The old bones shake when a shovel
strikes an amber bottle
or excavations uncover stone canals
mysterious as the mountains of the moon.
and in “The Place Named for Califia” (37):
…Dazzling
as it rises, an island real enough
to be necessary, a kind of woman
necessary enough to be real.
and “Up To Topanga” (38):
Up to Topanga the road cuts down
to the muscle, a sea-laid matrix
of rock and shell the creek carves through.
Full moon, the sea at my back
glazed dark blue.
I’ve been at that cut in Old Topanga Road, where the Miocene seashells crumble out of the loosened clay matrix after the winter rains, exposing L.A.’s antediluvian past.
From this ancient alluvial landscape much that is wild survives. Coyotes, bears, hawks, peahens and other wildlife intrude into the city from its nocturnal margins. In this collection, Artemis really is a goddess of wild creatures and, because of that, a goddess of the night.
Human beings also live on L.A.’s feral margins, and Healy’s language works as well on the streets as in the chaparral. A woman, half her teeth missing, begs a meal (“Advice Like That,” 43). “Three boys abreast” on a sidewalk hone their dangerous edges (“Toltecs,” 23). Even Healy’s eulogy for her friend, the convention-defying anthropologist Barbara Meyerhoff, becomes a “Ceremony” (48) facing outward from the city. All these figures appear suddenly, in landscapes where they are not expected – much like Healy’s two hawks (“Hawks,” 34). Healy is right: “What you feel in Echo Park/is population density/but only the moonlight matters.” (15).
The same is true of Healy’s lovers.
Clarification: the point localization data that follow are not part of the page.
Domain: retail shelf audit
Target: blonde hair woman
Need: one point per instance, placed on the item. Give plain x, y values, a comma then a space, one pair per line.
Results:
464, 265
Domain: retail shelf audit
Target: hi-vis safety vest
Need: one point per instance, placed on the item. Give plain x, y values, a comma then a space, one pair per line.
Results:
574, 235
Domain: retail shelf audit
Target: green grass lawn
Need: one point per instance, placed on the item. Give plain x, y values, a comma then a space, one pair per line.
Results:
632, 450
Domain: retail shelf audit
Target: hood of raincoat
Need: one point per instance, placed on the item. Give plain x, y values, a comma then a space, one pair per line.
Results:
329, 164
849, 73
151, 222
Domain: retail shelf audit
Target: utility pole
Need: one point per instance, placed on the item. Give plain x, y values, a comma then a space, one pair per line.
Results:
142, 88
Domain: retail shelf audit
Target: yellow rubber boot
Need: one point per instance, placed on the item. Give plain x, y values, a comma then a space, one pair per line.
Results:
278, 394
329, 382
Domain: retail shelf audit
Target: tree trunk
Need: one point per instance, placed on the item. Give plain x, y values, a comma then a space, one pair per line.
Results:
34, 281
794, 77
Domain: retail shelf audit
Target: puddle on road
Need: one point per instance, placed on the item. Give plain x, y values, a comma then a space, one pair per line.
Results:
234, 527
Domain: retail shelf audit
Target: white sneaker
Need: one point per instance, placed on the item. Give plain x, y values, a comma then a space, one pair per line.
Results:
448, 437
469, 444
In “Now I Find My House Is Not Safe” (16) she writes:
Now I find my house is not safe
from my desires.
A woman comes to my door
a week early for our appointment.
How surprised I am
to want her without preliminaries.
This is the strange price of my solitude,
always on the edge
of taking whatever path leads away
from the deep pond that’s been the center
of my world for months.
But a howl in the woods
and my quick dogs of feeling
rise up and circle.
They know I’m already moving
And want to move.
Too enflamed to be merely erotic, Healy’s urgency is heightened by its nearness to the midnight’s wilderness.
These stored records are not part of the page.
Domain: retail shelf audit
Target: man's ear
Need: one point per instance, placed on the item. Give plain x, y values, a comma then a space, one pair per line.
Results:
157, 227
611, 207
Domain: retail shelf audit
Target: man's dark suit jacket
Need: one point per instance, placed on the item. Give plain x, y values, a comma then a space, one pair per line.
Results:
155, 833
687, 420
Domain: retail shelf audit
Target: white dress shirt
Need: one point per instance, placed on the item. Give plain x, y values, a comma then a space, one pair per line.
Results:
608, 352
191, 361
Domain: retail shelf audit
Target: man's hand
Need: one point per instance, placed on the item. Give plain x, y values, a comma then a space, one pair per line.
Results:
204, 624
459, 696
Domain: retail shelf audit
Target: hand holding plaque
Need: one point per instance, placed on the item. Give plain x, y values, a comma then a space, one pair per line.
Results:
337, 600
For me, the collection loses its footing when it drives into L.A.’s pop culture past, as it does in “Chinois” (a close almost-encounter with Joan Didion) and “What it was Like the Night Cary Grant Died” (54-55). As lyric observations, I have no quarrel with these poems. But their appearance in this collection felt like an intrusion.
Though I share both her territorial memories and her fascination with the city’s natural margins, it has taken me many years to find my way to Eloise Klein Healy’s work. For that, I can thank the poet Steve Reigns, who shared one of Healy’s pieces in a “Queer Crush” workshop last month, part of Beyond Baroque’s exceptional series “LA Poetics. It’s thirty years late, but I’m glad to have found her work.